Empirismo de la mente como tabula rasa
Explicación
John Locke, en su Ensayo sobre el entendimiento humano (1690), planteó una pregunta tan simple como decisiva: ¿de dónde proceden las ideas que pueblan nuestra mente? Su respuesta inauguró la tradición empirista británica: al nacer la mente es como un papel en blanco, una tabula rasa sin contenidos innatos. Toda nuestra vida mental procede, en última instancia, de la experiencia.
Locke distingue dos fuentes de experiencia: la sensación (los datos que recibimos de los sentidos: colores, sonidos, sabores) y la reflexión (la observación que la mente hace de sus propias operaciones: dudar, comparar, querer). De la combinación, asociación y abstracción de estos materiales primitivos surgen todas las ideas, desde las más concretas hasta las más sutiles, como sustancia, número o causa.
Esta tesis tenía implicaciones políticas y educativas enormes. Si todos partimos del mismo papel en blanco, las diferencias entre individuos y entre culturas son producto de experiencias distintas, no de talentos innatos ni de jerarquías predestinadas. El empirismo lockeano fue una de las bases ideológicas del liberalismo ilustrado y de los proyectos modernos de educación universal.
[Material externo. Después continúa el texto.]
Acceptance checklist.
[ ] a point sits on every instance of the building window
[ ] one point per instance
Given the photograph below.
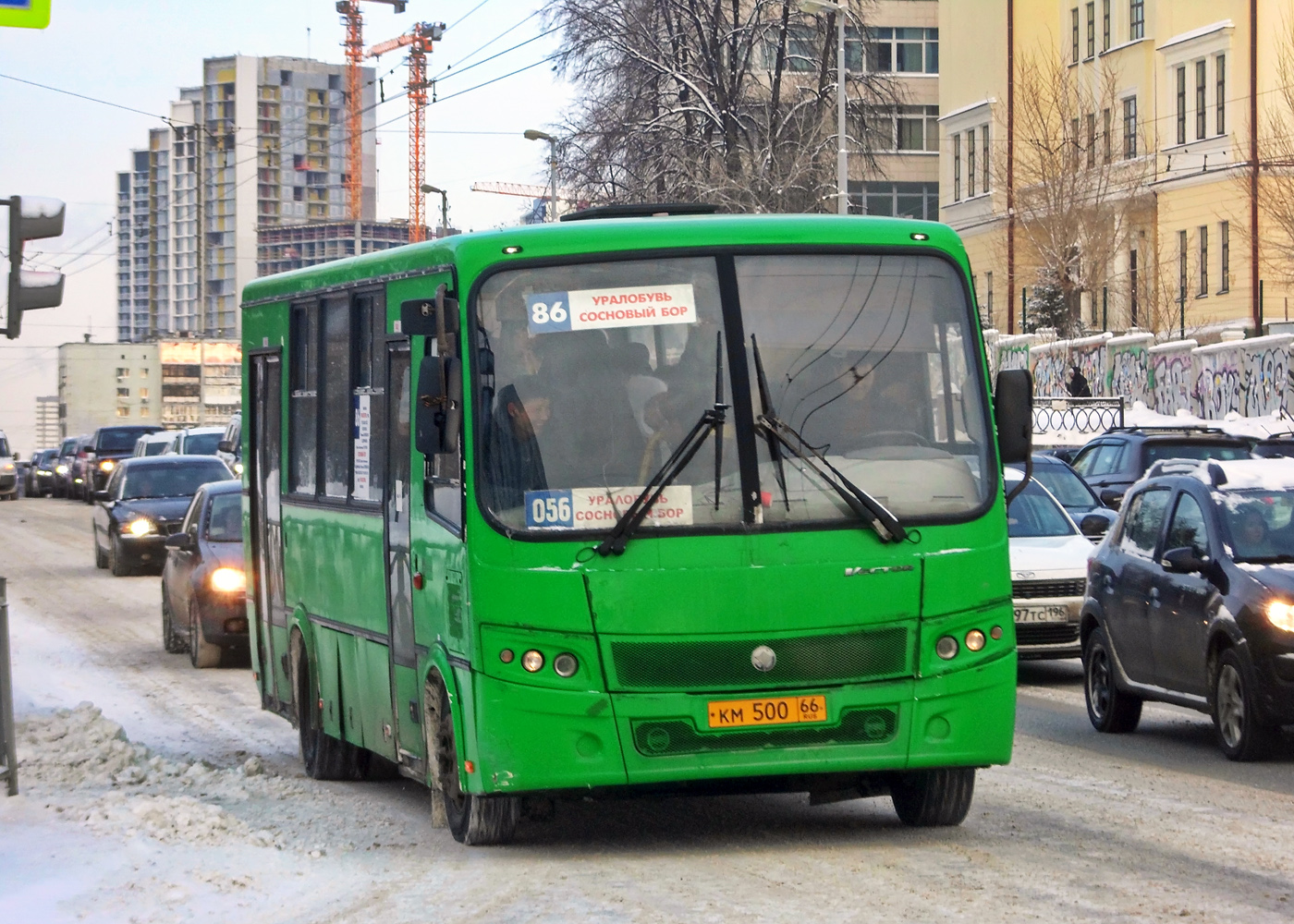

Continuadores como David Hume llevaron el empirismo hasta consecuencias escépticas: si solo conocemos impresiones e ideas, ¿qué evidencia tenemos de la causalidad, de la sustancia o incluso del yo? Hume llegó a sostener que el yo es solo «un haz de percepciones» en flujo, una tesis que reaparece dos mil años después de Buda y que sigue resonando en debates contemporáneos sobre la naturaleza ilusoria del self.
El empirismo radical fue criticado desde Kant (que mostró que ciertas estructuras —espacio, tiempo, causalidad— deben ser previas a la experiencia para que esta sea posible) hasta Chomsky (que argumentó por la existencia de estructuras innatas en el lenguaje). La psicología evolutiva y la genómica han mostrado que el cerebro humano no es ni mucho menos un papel en blanco, sino un órgano con sesgos y predisposiciones notables.
Pese a estas correcciones, el legado lockeano permanece: la idea de que el contenido específico de la mente individual depende crucialmente de la historia experiencial del organismo, y de que la observación cuidadosa de las propias operaciones mentales es una vía legítima de conocimiento. Buena parte de la psicología cognitiva, del aprendizaje automático y de la neurociencia del desarrollo trabaja con esta intuición empirista de fondo.
Puntos fuertes
- Base empírica que conecta con la psicología experimental posterior.
- Crítica fenomenológica acertada del yo sustancial: la introspección no lo encuentra.
- Compatible con las tradiciones budistas y con teorías contemporáneas del self ilusorio.
- Permite explicar el aprendizaje y la cultura sin postular contenidos innatos.
Principales críticas
- El nativismo (Chomsky, psicología evolutiva) muestra que muchas estructuras son innatas.
- Hume mismo reconoció que su teoría no daba cuenta de la unidad del yo.
- Subestima el papel constitutivo del sujeto (crítica kantiana).
- Reduccionismo asociacionista insuficiente para explicar la productividad del pensamiento.